Collision dark layer of arc jet at opposite electrodes under consideration of buoyancy

Summary form only given. Arc heating technology has been applied to volume reduction through melting of bottom and fly ash, and for producing slag. Recently, a twin torch arc, which has two torches at the cathode and anode, has been anticipated for application to disposal of medical waste because it can treat a wide area and can treat non-conductive materials. The efficiency of arc heating is changed by arc figure, current and electrodes gap. When the current and electrode gap are changed, the collision dark layer is appeared. Especially, the collision dark layer plays an important role for arc heating. For this study, a numerical simulation model of a twin torch arc at opposite electrodes was developed to elucidate the collision dark layer for high-efficiency heating using a twin torch arc. It is defined as LTE, and calculated in MHD (magneto-hydro-dynamics) equations. Ar and N₂ are used as ambient gas.
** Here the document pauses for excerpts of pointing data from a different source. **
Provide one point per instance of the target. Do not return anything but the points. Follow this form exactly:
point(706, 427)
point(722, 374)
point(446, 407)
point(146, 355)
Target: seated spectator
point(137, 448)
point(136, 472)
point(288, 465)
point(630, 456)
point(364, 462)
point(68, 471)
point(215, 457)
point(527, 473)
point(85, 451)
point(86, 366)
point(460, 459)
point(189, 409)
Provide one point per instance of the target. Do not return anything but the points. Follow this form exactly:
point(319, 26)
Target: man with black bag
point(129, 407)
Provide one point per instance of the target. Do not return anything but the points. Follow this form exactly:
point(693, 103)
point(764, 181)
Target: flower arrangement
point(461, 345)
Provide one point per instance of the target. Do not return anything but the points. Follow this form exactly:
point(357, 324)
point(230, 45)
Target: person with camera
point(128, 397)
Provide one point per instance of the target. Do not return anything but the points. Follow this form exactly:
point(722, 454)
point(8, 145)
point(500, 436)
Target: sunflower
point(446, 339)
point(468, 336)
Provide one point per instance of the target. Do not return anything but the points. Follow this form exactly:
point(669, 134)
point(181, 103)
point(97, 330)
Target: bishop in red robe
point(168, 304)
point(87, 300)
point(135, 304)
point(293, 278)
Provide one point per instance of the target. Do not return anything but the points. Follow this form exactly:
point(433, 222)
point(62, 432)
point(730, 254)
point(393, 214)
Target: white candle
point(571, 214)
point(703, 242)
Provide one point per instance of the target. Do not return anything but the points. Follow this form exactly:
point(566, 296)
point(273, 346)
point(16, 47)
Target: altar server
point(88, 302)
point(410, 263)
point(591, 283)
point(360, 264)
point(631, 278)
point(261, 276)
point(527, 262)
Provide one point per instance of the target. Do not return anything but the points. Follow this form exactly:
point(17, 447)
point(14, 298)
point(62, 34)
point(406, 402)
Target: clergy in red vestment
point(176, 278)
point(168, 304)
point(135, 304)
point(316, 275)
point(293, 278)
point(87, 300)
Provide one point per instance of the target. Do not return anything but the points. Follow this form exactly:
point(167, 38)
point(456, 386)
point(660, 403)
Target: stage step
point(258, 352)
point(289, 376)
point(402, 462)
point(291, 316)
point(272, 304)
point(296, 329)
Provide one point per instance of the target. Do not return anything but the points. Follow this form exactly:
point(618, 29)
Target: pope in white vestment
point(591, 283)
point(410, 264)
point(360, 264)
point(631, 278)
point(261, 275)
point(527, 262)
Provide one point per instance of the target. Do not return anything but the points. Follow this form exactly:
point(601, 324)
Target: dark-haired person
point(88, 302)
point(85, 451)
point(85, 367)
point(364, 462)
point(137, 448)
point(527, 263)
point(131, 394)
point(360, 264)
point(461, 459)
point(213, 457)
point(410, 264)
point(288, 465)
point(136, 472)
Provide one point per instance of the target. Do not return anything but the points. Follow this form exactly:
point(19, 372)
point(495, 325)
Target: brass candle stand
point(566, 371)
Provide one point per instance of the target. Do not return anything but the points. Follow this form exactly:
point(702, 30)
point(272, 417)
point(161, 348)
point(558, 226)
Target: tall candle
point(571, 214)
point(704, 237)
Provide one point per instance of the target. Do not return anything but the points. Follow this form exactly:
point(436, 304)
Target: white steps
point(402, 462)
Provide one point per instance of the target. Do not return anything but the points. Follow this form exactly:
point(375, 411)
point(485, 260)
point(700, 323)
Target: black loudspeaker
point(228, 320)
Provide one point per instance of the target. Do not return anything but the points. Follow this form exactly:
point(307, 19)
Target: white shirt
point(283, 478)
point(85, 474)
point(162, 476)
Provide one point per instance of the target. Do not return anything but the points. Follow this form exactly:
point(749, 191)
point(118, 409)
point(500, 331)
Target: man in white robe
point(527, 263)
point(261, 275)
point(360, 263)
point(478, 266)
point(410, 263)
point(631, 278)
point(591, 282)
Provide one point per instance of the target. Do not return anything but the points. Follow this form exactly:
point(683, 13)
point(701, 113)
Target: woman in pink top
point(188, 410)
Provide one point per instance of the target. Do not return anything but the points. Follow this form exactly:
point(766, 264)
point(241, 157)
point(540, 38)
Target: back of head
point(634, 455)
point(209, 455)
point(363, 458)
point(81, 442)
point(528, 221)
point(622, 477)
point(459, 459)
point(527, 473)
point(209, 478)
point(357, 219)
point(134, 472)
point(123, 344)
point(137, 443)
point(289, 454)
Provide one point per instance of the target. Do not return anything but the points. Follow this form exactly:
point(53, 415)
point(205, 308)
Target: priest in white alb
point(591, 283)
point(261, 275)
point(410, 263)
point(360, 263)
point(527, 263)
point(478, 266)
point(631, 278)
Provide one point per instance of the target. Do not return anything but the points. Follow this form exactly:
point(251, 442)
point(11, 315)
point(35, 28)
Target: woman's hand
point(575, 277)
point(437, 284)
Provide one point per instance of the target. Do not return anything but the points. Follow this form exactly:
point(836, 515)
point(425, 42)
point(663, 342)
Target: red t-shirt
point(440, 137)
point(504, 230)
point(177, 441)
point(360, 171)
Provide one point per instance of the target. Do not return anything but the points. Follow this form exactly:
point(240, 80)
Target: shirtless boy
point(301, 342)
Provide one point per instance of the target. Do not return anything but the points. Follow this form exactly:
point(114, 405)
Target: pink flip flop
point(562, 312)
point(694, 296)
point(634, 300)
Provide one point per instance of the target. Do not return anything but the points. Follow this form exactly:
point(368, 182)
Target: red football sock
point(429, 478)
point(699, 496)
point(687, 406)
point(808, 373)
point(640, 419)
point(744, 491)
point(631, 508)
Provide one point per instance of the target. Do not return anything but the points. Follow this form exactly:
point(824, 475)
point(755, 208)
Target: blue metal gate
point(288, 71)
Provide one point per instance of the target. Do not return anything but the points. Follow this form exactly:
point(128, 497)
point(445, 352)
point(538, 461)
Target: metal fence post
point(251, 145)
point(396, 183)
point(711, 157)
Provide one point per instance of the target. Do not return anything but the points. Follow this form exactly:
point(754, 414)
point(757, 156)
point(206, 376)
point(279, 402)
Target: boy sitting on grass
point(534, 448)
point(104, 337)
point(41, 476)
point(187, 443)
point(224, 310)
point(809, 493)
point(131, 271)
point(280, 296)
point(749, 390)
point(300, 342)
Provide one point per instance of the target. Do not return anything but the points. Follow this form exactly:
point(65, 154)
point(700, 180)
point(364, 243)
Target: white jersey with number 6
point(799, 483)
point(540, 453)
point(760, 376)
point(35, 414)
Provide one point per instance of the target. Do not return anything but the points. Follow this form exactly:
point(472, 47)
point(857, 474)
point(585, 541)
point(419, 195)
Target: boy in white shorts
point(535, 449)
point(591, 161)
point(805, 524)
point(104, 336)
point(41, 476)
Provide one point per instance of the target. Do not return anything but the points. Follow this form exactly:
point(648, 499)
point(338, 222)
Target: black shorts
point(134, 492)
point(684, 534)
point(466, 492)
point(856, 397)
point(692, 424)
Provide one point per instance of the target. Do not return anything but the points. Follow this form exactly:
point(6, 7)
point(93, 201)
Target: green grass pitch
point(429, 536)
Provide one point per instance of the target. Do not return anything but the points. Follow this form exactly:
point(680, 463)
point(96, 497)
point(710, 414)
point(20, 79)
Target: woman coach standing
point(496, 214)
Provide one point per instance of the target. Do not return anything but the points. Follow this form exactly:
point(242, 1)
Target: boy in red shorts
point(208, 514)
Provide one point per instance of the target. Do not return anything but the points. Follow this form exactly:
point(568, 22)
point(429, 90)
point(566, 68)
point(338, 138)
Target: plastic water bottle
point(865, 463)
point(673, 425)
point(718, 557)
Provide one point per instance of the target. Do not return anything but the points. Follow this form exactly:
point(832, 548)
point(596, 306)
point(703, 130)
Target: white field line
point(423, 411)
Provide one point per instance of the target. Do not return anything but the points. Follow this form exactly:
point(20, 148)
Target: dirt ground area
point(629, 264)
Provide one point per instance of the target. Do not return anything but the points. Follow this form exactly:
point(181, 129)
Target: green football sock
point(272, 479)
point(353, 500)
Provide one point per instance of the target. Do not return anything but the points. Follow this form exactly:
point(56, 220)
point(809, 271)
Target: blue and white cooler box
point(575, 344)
The collision dark layer was investigated with thermal and transport properties of Ar and N₂. The flow velocity near cathode and anode increases with increasing the current because the flow velocity depends on current density distribution. Collision dark layer was determined by the balance of arc jet velocity and buoyancy. Thermal conductivity of N₂ is higher than that of Ar at the collision dark layer. In the case of thermal expansion coefficient 1-0.1~K^-1, arc jet velocity depends on the buoyancy, the collision dark layer depends on the thermal conductivity of Ar and N₂. In addition, the collision dark layer was measured by using the spectroscope.